As of May 20, 2019, the vacuum permeability μ0 is no longer a defined constant (per the former definition of the SI ampere), but rather needs to be determined experimentally. The value in SI units, is given below. It is simply proportional to the dimensionless fine-structure constant, with no other dependencies. Its value is μ0 = 1.25663706212(19)×10−6 H/m.
Permittivity of free space: Commonly called the vacuum permittivity, permittivity of free space or dielectric constant. It is the capability of an electric field to permeate a vacuum. This constant relates the units for electric charge to mechanical quantities such as length and force. It is an ideal, (baseline) physical constant, which is the value of the absolute dielectric permittivity of classical vacuum. its value ε0 is = 8.8541878128(13)×10−12 F⋅m−1 (farads per meter), with a relative uncertainty of 1.5×10−10.

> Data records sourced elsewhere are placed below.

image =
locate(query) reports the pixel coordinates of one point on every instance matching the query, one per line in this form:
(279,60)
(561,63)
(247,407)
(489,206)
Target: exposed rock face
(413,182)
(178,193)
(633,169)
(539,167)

For example, the force between two separated electric charges with spherical symmetry (in the vacuum of classical electromagnetism) is given by Coulomb’s law:
Fc = 1/4πε0 x Q1Q2/r2
Q1Q2 are charges and r is the distance between centers
The value for permeability does not have any movement or time in it’s derivation
Photons: A photon is an elementary particle that is a quantum of the electromagnetic charge. It is the basic carrier of electromagnetic force. Photons are massless,so they always move at the speed of light in vacuum, 299792458 m/s (or about 186,282 mi/s). The photon belongs to the class of boson particles.
The modern photon concept originated during the first two decades of the 20th century with the work of Albert Einstein, who built upon the research of Max Planck. Using their descriptions, photons have no rest mass, and a spin of 1. Photons exhibit wave–particle duality, their behavior featuring properties of both waves and particles.
In the QA model, the photon is composed of electromagnetic dipole having the charge of one electron and an anti-electron caused by the charge moving through the Z0 field. This charge generates a reverse image wave behind (a virtual anti-proton) it as it moves. The energy appears borrowed from time but is simply the difference between the leading and trailing charge wave. Since the spin and polarity of these virtual charge waves are opposite it has no mass.
If one of the charges is disturbed, the energy is dissipated over a wideband of frequencies. The electron is freed. The wave collapses. This is the explanation for Einstein’s “spookey action at a distance.” Additionally, the QA model explains the photoelectric effect, the Compton effect, and the blackbody spectrum of energy radiation.
The Photon can be of any wavelength, from infinity down to a wavelength so short that an electrical arc occurs. The energy of a photon is directly proportional to its frequency. While the mathematical model was never formulated beyone planck’s e=hf, the QA Theory uses the risetime of the photon’s wavelength as the metric.
Planck’s Constant: A fundamental physical constant that defines the relationship between energy and frequency in quantum mechanics. It is essential for understanding the behavior of matter at the atomic and subatomic levels. It is used in many important equations in quantum mechanics, such as the Schrödinger equation, which describes the behavior of matter waves. It is also used to define the kilogram, the SI unit of mass.
It can be thought of as the smallest amount of energy that can be transferred in a single quantum, such as a photon of light. The energy of a photon is equal to its frequency multiplied by Planck’s constant:
E=hf
Where the symbol h has a value of 6.62607015 × 10−34 joule seconds.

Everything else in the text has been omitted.